ネック/ブリッジPU両方ともWRHBになったので実質 Telecaster Deluxe へコンバージョンした感じになっている。そういえば Thom Yorke もサンバーストの Telecaster Custom に同様の改造を施して使っていた(plankarchiveに記載されている)。
作業内容
実際に作業をお願いしたのは仙川で「工房path」を営む石川さん。
楽器・機材への知識とプレイヤー目線を兼ね備えた施工の提案をしていただき、以前から Kensei Ogata バンドのギターはリペア・改造問わず度々お世話になってます。
とりわけ Fender Jaguar / Jazzmaster などのオフセットギターの依頼が多く、知見も深まっているとの事だったので、自分のギターの状態に疑問を抱えている人は相談すると良いかもしれない。
今回の作業内容としては、
- ボディのザグリ
- PU配線
- POT変更
- ピックガード加工
などお願いして、良い塩梅に調整してもらいました。
ブリッジ
Telecaster Custom は一般的なテレキャスター型のブリッジPUを採用しているため、ハムバッカー改造に当たってはブリッジも変える必要がある。
母体の Telecaster Custom はメキシコ製なのだが、弦間ピッチが10.8mmで、調べてみるとこの規格の互換ブリッジが少なく、更に今回はハムバッカーへの換装なのでハードテイルタイプに限定して探す必要があり、なかなか厄介だった。
結論としては、
を購入して問題なく使えている。
relic と表記されているものの、そこまでやつれた感じでもなく、今回のギターには馴染む印象だったので満足している。
ピックガード
石川さん曰く、ピックガードは新規に製作するより既存の製品を買っ方が安上がりとのこと。
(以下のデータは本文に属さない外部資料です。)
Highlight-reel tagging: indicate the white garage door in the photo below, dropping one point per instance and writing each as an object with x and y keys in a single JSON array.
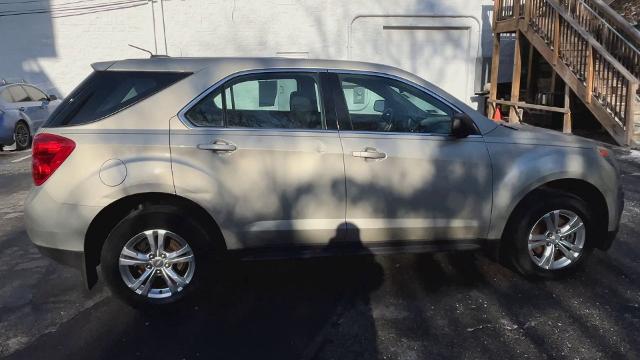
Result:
[{"x": 442, "y": 50}]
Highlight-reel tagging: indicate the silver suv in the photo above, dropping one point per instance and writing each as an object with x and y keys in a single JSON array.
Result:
[
  {"x": 23, "y": 109},
  {"x": 155, "y": 168}
]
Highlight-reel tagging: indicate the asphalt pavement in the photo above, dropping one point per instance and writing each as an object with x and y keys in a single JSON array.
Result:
[{"x": 446, "y": 305}]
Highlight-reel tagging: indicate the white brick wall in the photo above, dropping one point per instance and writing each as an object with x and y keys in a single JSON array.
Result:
[{"x": 55, "y": 50}]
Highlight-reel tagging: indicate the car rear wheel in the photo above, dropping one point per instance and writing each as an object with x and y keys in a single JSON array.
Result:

Telecaster Deluxe のピックガードを適当に探し、先のブリッジと同じ海外通販にて購入した(が、後述する詰まりポイントがあってすんなりとはいかなかった)。
ピックアップ
WRHB の互換品は一般的なハムバッカー互換のタイプと比べて少なく、少ないのだが、最近では国外のメーカーや個人工房が製作しているのをちらほら見かけるのでそこから選択する事ができる。 (ちょっと前まではFender本家を除くと RetroTonePickups か Lollar ぐらいしか扱っていなかった記憶がある…)
今回購入した Creamery Pickups はマンチェスターの個人工房で、手巻きのピックアップを製作している。
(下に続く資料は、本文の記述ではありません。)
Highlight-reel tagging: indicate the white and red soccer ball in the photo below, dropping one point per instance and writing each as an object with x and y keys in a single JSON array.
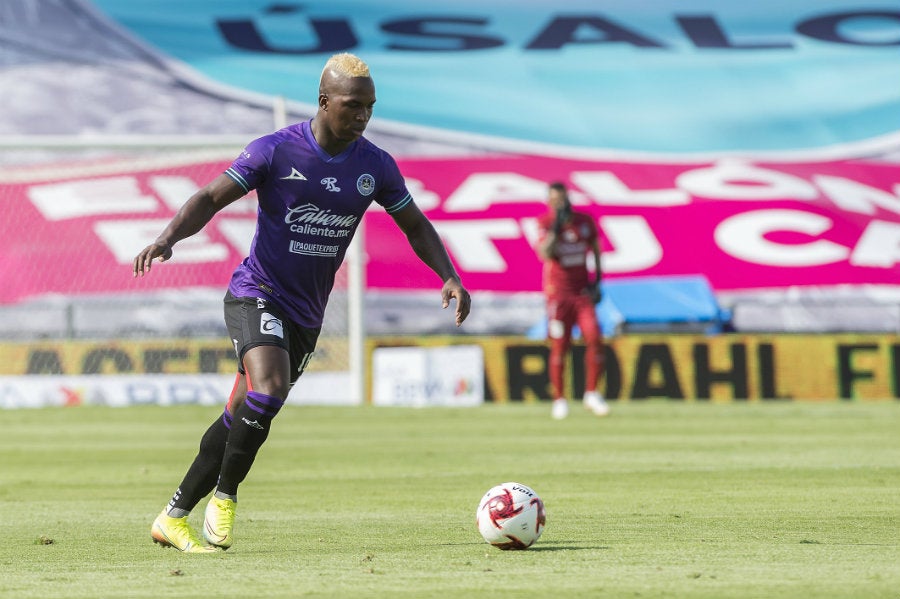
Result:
[{"x": 511, "y": 516}]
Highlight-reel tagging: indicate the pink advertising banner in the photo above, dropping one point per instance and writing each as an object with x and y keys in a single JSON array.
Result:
[{"x": 744, "y": 224}]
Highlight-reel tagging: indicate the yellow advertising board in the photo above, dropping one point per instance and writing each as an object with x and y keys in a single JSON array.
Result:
[
  {"x": 698, "y": 367},
  {"x": 678, "y": 367}
]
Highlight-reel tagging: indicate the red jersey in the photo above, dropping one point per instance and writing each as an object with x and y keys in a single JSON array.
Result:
[{"x": 566, "y": 272}]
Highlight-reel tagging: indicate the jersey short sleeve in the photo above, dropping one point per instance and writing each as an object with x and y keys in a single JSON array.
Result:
[
  {"x": 251, "y": 167},
  {"x": 393, "y": 195}
]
自分が選択したのは70年代のオリジナルを再現した最もオーセンティックな Classic ’71 というモデルで、これ以外にもWRHBサイズのPAFなどがラインナップされている。
また、近年の復刻モデルに搭載されているWRHBをオリジナルと同様のものへアップグレードするサービスも展開している様だ。復刻のものとオリジナルの差異に関しては Creamery Pickups のブログに詳しい。
Fenderロゴの刻印が印象的なWRHBだけど、Classic ’71 もちゃんと Creamery Pickups のロゴが印字されていて、見栄えが良い。2〜3週間程度で到着した。
ネック形状の違い
Telecaster Deluxe は Stratocaster のラージヘッドネックを流用した関係で、一般的なTelecasterネックを採用した Telecaster Custom とはボディ接合部の形状が微妙に違う。(出典: http://www.guitarhq.com/fender.html)
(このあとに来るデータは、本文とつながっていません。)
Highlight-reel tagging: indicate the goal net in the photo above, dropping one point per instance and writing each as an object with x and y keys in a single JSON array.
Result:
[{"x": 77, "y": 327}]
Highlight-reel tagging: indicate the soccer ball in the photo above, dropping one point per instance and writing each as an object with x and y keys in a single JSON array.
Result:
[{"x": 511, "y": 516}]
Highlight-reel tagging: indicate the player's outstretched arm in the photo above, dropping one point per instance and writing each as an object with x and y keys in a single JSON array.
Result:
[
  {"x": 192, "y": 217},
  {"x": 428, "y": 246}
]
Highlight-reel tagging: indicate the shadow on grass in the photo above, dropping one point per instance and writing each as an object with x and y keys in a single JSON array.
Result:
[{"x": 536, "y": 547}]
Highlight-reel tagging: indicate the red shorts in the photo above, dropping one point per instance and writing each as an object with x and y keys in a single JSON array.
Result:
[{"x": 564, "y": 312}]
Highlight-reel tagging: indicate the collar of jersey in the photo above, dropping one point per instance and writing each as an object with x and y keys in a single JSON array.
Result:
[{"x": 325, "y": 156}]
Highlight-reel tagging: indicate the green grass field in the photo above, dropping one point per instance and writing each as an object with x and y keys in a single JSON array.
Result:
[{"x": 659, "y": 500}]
自分の場合は Telecaster Deluxe 用のピックガードを購入したのだが、ネックポケット部分だけTelecasterネックの形に修正しないと干渉するため、ピックガードも加工してもらう流れとなった。
印象
エレキギターのPUはネック側に近づくほど巻弦の質感がそのまま表出するけれど、改造前のPU構成ではネックPUやミックスポジションでシングルコイルらしい巻弦の鳴り方が仰々しくて苦手だった。そういった背景から(他のギターでも)PUポジションは主にブリッジPUを選択して演奏している。
改造後はブリッジPU単体でハムバッカーの音、ミックスポジションでブリッジ全開・ネック70〜80%くらいだと少しシングルコイル感の混じったハムバッカー、ミックスポジションでネック・ブリッジ両側とも全開だとシングルコイル感強めな感じに聞こえる。
ミックスポジション選択時のネックPU側Volの開閉具合で上記の音色を行き来できるので、ギター1本持ち込んで何曲か演奏するライブ用途には便利で良かった。
Creamery Pickups 自体の出来も良い。
復刻WRHBの曇った印象とは異なり、70年代のオリジナルに近い構造で感度が高く、比較的クリアに演奏を出力してくれる。
今回はブリッジ側だけ注文したのだけど、セットで購入しておけば良かった。
追記
2020年7月:
73年製のTelecaster Deluxe入手にともない、持ち主に返却しました。